Segunda lectura: Col 3, 1-4 (Busquen los bienes de allá arriba, donde está Cristo)

El Bautismo hace al cristiano participar de la vida gloriosa. San Pablo nos exhorta a mostrar con obras concretas una vida renovada y distinta. Pongamos atención, hermanos y hermanas.

Después de la segunda lectura y antes del aleluya, se proclama la secuencia.


Tercera lectura: Mc 13, 33-37 Cristo habla de resucitar de entre los muertos)

Escucharemos ahora el anuncio de la primera mañana de Pascua: Cristo ha resucitado. Él vive. Recibámoslo cantando con alegría el Aleluya.

Oración universal

Como pueblo renovado por la Pascua de Jesucristo, oremos diciendo:

Jesús resucitado escúchanos.

1. Por nuestro país y nuestro pueblo (se menciona el nombre del pueblo), para que crezca el deseo de buena convivencia y el interés por el bien de los demás. Oremos.

2. Por todos aquellos que, entre nosotros y en cualquier lugar del mundo, no conocen a Jesucristo, para que puedan sentir ellos también la alegría del Evangelio. Oremos.
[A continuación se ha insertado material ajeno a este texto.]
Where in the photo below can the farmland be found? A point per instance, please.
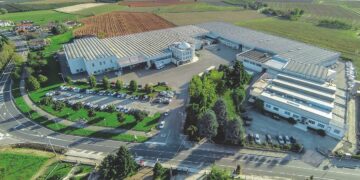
(120, 23)
(200, 17)
(39, 17)
(21, 163)
(344, 41)
(314, 11)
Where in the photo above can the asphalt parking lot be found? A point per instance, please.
(178, 79)
(110, 100)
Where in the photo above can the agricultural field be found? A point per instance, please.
(120, 23)
(39, 17)
(178, 8)
(78, 7)
(200, 17)
(21, 163)
(315, 11)
(345, 41)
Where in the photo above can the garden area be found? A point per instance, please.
(215, 107)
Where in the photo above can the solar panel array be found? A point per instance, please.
(288, 49)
3. Por la Iglesia, especialmente nuestra parroquia x, por cada uno de los cristianos, para que la resurrección de Jesucristo transforme nuestras vidas y nos lleve a ser luz de esperanza para nuestros hermanos. Oremos.
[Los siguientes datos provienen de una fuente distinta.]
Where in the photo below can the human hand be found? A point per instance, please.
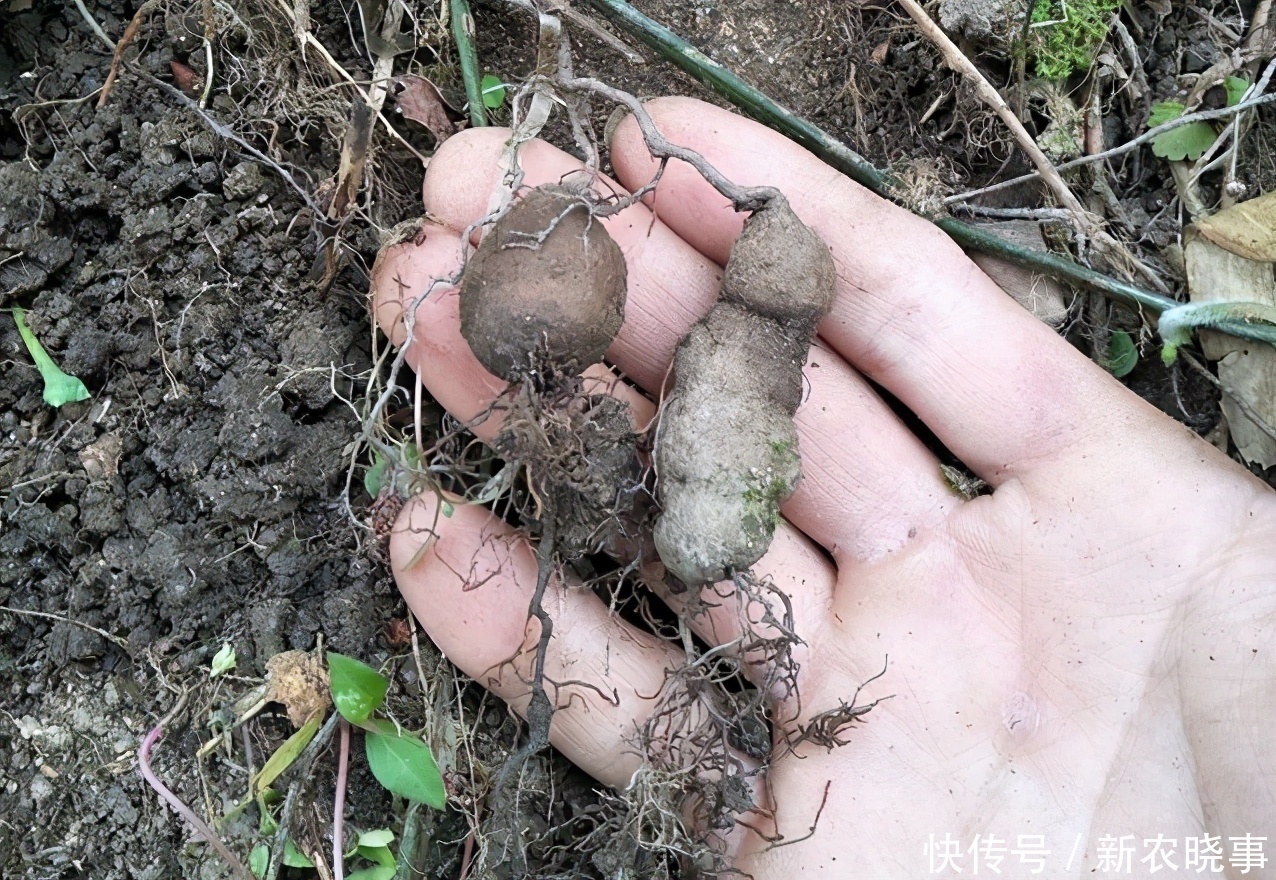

4. Por los niños y la juventud, para que ellos compartan su alegría y su entusiasmo por la vida en su hogar y en su vecindario. Oremos.


Exhortación final:

Tomado de B. Caballero: La Palabra cada día, San Pablo, España, 1995, p. 275

Te bendecimos, Padre por la resurrección de Jesús, tu Hijo, mientras peregrinamos como tu pueblo errante por el desierto, atisbando la aurora y saludando nuestra liberación.

Ésta es la nueva humanidad que nace con Cristo resucitado, el hombre nuevo, el viviente, el vencedor de la muerte.

Haznos, Señor, hombres y mujeres nuevos, para que, según tu mandato, podamos ser testigos de tu resurrección y mostrar a los demás que el hombre y mundo nuevos son posibles.

Para eso, vence nuestra apatía con la fuerza del Resucitado; entonces creeremos eficazmente y quedaremos asombrados de lo que tu Espíritu puede realizar en y por nosotros. Amén.